Una vez empapados de edificios imponentes, pinturas magistrales e historia del arte, habrá llegado el momento de conocer la parte más viva de Roma. Sin lugar a dudas, el centro neurálgico del turismo en la capital italiana se localiza en la Vía Veneto. Una zona repleta de bares, restaurantes y hoteles que no resultan incompatibles con el encanto que invade la capital italiana materializado en numerosos vestigios romanos como la Fontana del Tritione, creada por Bernini o las iglesias de Santa Susanna y Santa Maria della Vittoria. También es interesante visitar la Plaza de España, uno de los espacios más concurridos de Roma y coronado por la iglesia de Trinitá dei Monti en la que se pueden obtener algunas de las fotografías más increíbles de la capital. Es también allí, y en concreto en la Vía Condotti, donde se encuentran algunas de las tiendas de lujo más destacadas en cuanto a la moda italiana se refiere como Gucci, Giorgio Armani o Prada. Así que si te gusta la moda no lo dudes, busca unos vuelos baratos a la capital italiana, y ¡disfruta del viaje!

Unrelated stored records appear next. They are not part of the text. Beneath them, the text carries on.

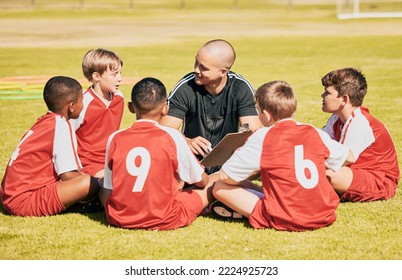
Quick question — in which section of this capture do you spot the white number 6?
[295,145,318,189]
[126,147,151,192]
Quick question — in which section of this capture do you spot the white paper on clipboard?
[201,131,252,167]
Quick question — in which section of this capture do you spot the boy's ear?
[92,72,101,81]
[162,104,169,116]
[341,94,350,104]
[68,101,74,113]
[127,101,135,114]
[262,110,272,122]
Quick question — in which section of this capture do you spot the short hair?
[203,39,236,70]
[43,76,82,113]
[131,77,167,113]
[321,68,367,106]
[82,49,123,81]
[255,81,297,121]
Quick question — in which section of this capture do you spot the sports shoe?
[211,201,245,220]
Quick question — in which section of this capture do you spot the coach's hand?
[186,136,212,157]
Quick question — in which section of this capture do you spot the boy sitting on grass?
[0,76,99,216]
[212,81,350,231]
[321,68,400,201]
[100,78,213,230]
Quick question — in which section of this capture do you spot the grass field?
[0,0,402,260]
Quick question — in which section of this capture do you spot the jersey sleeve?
[168,73,194,120]
[222,127,269,182]
[169,129,204,184]
[53,117,82,175]
[322,114,338,139]
[316,129,349,171]
[103,131,118,190]
[235,74,258,117]
[343,116,375,161]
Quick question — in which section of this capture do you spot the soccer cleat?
[211,201,245,220]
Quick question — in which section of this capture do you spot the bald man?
[161,39,262,174]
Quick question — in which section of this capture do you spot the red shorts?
[4,182,65,217]
[174,190,204,228]
[341,168,397,202]
[80,165,105,176]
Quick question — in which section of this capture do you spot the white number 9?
[126,147,151,192]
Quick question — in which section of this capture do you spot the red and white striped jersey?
[323,106,400,187]
[70,88,124,175]
[222,119,349,231]
[2,112,82,205]
[104,120,204,229]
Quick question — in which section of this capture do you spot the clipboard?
[200,130,252,167]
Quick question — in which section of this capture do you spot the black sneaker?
[64,197,104,213]
[211,201,245,220]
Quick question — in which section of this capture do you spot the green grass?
[0,2,402,260]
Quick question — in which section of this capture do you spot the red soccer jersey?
[323,106,400,201]
[70,88,124,176]
[2,112,82,212]
[222,119,348,231]
[104,120,204,229]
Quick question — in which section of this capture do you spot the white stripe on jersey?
[69,92,94,131]
[155,124,204,184]
[229,72,255,96]
[103,128,129,190]
[52,115,82,175]
[167,73,195,105]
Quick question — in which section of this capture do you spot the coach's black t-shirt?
[168,72,258,173]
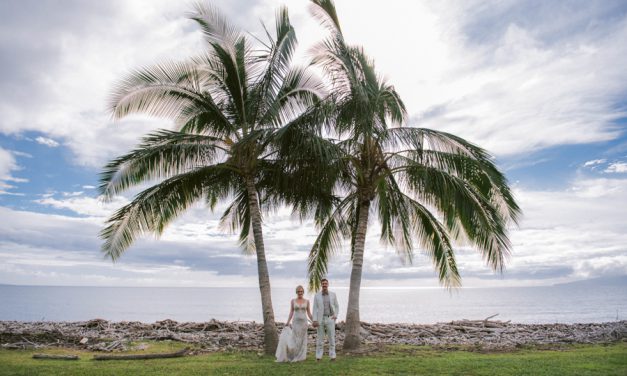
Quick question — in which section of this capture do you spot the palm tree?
[100,4,324,354]
[309,0,520,350]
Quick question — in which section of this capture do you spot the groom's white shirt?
[313,291,340,323]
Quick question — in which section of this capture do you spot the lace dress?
[276,300,308,362]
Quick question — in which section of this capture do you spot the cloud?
[0,0,201,167]
[0,148,28,195]
[0,0,627,167]
[583,159,607,167]
[0,173,627,287]
[604,162,627,174]
[35,136,59,148]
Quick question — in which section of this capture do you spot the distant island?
[553,275,627,287]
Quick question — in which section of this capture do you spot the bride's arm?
[307,300,313,322]
[285,299,294,326]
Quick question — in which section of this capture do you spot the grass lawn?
[0,342,627,376]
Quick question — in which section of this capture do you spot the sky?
[0,0,627,287]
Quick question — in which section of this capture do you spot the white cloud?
[583,159,607,167]
[34,192,128,218]
[0,0,627,167]
[604,162,627,174]
[0,148,28,196]
[258,1,627,155]
[35,136,59,148]
[0,178,627,286]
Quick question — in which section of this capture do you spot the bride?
[276,286,313,362]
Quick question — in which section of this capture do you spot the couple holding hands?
[276,279,340,362]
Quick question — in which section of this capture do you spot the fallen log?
[33,354,78,360]
[93,347,189,360]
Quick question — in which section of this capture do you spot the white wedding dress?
[276,300,308,362]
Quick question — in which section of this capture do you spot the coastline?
[0,319,627,352]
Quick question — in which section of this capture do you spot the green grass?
[0,342,627,376]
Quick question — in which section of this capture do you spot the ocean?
[0,284,627,324]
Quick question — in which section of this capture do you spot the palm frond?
[100,166,232,260]
[99,130,225,199]
[307,195,355,291]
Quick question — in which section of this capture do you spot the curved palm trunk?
[344,201,370,351]
[246,179,279,355]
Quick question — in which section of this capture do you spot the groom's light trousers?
[316,316,335,359]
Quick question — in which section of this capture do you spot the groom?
[313,278,340,360]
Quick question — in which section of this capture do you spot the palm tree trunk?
[246,179,279,355]
[344,200,370,351]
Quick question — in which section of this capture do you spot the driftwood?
[33,354,78,360]
[93,348,189,360]
[0,315,627,352]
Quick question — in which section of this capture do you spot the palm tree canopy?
[309,0,520,290]
[100,4,332,260]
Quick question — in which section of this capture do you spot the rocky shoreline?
[0,319,627,352]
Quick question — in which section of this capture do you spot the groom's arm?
[311,295,318,326]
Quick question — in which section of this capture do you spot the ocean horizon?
[0,280,627,324]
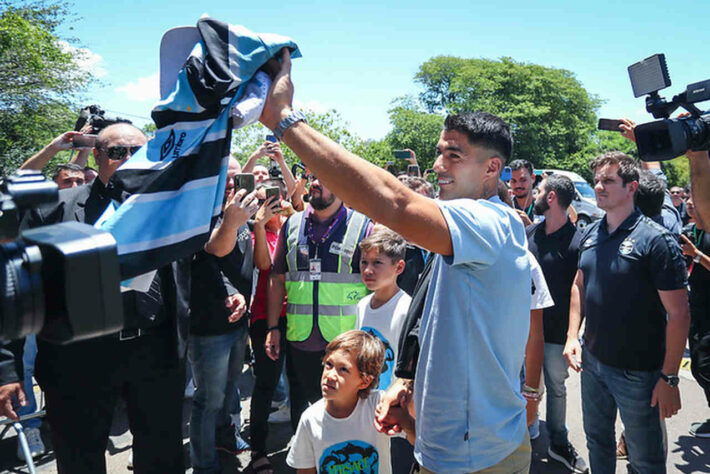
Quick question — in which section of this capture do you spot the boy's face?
[360,249,404,291]
[320,349,372,400]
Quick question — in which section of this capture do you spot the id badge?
[308,258,320,281]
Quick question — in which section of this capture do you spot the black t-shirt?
[397,244,429,296]
[190,224,254,336]
[527,219,582,344]
[683,224,710,317]
[579,210,686,371]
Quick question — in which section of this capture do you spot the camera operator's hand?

Por otro lado, es preciso hablar de un barrio no muy conocido y llamado Esquilino, donde se encuentran las Termas de Trajano. Esas fueran las primeras que se construyeron a gran escala en la capital del imperio romano y sobre las que fue construido el palacio dorado de Nerón. Por su parte, la Torre de Capocci se emplaza un poco más hacia al norte, al igual que la iglesia de Santa María la Mayor, una basílica romana que mezcla estilos de una forma increíble  y que alberga numerosos detalles de artesanía medieval en su interior. Además, el edificio es conocido por sus imponentes fachadas custodiadas en su parte frontal por un obelisco egipcio en la Plaza del Esquilino. El barrio de Laterano se encuentra ligeramente más al norte y es querido por los viajeros gracias a un enorme espacio abierto situado entre la iglesia de San Juan de Letrán, detrás de la cuál se sitúa la muralla de Aurelio y la Plaza de San Giovanni, construida hace más de medio milenio.

Por último, visitar Roma implica necesariamente salir por Trastevere, un barrio repleto de bares y restaurantes que representa el lugar de reunión estrella para salir de fiesta o ir al cine. Los jóvenes suelen encontrarse en la fuente de la Plaza de Santa María pero en el barrio pueden encontrarse calles todavía más pintorescas gracias a algunos regalos de l a historia como la torre medieval de Anguillara o la iglesia de San Crisogono. Y para los bolsillos más limitados tenemos que hablar del barrio del Campo dei Fiore, un espacio lleno de pizzerías que ofrecen platos muy ricos que no espantan al cliente. Además, el barrio continua animado de día y es que alberga un fabuloso mercado además de la colección de escultura clásica en el Palacio de la Farnesina.